だが異常に強さを求めるセトにとっては、好都合であり。
其れは復讐の準備が、着々と進んでいる事を示していた。
「やっぱり暗いね~」
そう言って事前に準備していた松明に火を灯すと、セトは嬉しそうに歩み始める。
内部通路の幅は大人三人が何とか歩ける位で、ナイフ使いのセトには丁度良く。
狙い通り魔物と戦うにしても、不都合は無かった。
「……どっちでも良いんだけど、こっちでしょ」
そんな風に考えも無く、気紛れで選んだ分かれ道を幾つか進み続け。
最初に現れた魔物はファイアスネーク、赤い色した大きな蛇だった。
魔物は身を起こすとセトよりも高く、セトは見上げながらナイフを構え。
距離を詰めるタイミングを図るセトを、警戒するように魔物は身を揺らしている。
好機を待ちきれずセトが飛び込むと、其れを待っていたかの様に魔物が火を吐き。
直撃して吹き飛ばされたセトは、立ち上がり不気味に笑う。
「其のスキル良いね~。 あっ、また使うの忘れてたやアハハ」
そう言ってセトは大きく息を吸い込み、紫色で液状の毒を吹き出し。
直撃した魔物は、痺れて動けなくなってしまう。
「ハイ、おつかれさん~ 」
魔物を三度切りつけスキルを奪うと、セトは次の獲物を探しに奥へと進んで行く。
こんな調子で新しいスキルを狩り続け、次々と上階に踏み入るのだが一つだけ問題が在った。
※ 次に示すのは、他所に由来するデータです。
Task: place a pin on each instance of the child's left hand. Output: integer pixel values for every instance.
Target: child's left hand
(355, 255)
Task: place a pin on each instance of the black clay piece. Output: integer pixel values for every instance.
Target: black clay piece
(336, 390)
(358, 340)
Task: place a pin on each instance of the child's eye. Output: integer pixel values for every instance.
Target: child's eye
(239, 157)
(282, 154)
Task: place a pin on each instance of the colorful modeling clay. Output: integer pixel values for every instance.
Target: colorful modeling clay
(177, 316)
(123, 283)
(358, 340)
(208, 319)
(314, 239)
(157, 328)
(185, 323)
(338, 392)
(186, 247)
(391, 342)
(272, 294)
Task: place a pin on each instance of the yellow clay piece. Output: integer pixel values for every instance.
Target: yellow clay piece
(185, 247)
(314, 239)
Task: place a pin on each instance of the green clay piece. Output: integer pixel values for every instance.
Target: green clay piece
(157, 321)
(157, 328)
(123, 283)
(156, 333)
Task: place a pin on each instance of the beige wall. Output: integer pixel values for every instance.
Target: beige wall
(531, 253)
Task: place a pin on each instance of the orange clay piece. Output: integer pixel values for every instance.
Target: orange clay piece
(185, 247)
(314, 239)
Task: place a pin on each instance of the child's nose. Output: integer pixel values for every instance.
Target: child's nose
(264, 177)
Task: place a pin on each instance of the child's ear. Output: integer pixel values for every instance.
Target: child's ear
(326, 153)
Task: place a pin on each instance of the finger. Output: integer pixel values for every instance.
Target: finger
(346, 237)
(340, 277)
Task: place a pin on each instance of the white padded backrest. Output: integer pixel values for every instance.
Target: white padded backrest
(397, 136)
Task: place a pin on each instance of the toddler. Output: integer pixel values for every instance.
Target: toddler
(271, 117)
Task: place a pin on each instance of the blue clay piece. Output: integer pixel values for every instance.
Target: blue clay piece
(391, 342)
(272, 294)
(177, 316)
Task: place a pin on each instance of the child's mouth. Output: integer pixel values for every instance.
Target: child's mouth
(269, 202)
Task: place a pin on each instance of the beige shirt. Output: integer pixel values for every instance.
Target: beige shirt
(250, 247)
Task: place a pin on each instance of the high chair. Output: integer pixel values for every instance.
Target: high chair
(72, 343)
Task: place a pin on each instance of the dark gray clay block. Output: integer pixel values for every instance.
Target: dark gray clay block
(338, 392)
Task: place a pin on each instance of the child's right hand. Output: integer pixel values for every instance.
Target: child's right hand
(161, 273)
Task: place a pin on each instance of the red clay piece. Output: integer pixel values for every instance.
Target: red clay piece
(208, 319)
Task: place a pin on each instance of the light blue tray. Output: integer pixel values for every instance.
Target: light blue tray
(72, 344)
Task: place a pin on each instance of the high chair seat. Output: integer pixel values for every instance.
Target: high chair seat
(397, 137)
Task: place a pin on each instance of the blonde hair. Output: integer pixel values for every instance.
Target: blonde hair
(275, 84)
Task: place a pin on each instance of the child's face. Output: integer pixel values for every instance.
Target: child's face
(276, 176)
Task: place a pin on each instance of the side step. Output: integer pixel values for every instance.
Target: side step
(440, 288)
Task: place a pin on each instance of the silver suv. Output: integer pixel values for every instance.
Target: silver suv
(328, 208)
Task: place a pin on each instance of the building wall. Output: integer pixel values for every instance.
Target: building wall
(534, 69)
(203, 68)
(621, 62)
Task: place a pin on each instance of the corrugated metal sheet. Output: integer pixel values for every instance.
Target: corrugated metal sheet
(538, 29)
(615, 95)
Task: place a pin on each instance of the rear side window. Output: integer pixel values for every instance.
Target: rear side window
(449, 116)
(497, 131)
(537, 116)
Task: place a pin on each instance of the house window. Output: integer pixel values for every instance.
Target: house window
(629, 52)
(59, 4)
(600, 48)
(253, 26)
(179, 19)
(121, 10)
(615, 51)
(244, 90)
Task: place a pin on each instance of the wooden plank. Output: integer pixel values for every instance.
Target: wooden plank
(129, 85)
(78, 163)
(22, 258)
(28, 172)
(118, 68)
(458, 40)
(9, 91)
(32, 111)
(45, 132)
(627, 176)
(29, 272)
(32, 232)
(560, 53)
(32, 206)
其れは持参した食糧が切れ、塔を下りるにしても長時間掛かる事だった。
そんな状況にも関わらず、セトの気味悪い笑顔は止むこと無く。
進み続けた理由は次の魔物を倒した時、明らかとなる。
其れは既にスキルを奪った魔物を、喰うという方法だった。
冒険者なら誰もがしている事だが、異常だったのは其の食い方である。
倒したファイアスネークの皮を剥ぎ、滴る血を気にもせず頬張り貪る。
スキル使用量の消費を抑える為だろうが、焼きもせずに喰う人間なんて存在しない。
其れは魔物特有の、癖が強い臭いや味が在るからだ。
どれだけ飢えていても、普通の人間ならば受け付けない。
だが貪り続けるセトの表情に、苦悶は無く。
これでは捕食しているのが人間なのか、魔物なのか解らない位だった。
其の事を証明するかの様に、食べ終えたセトの身体に変化が起きる。
瞳孔が縦になり、瞳が妖しい紫色に変わったのだった。
其の変化に依り夜目が利くのか、松明を捨てたセトは再び歩み始め。
ギラギラと視線を揺らし、獲物を探す。
人間を捨てた事にすら、気付かないまま。
寂しげに残された松明の火が、魔物の血で消えるのだった。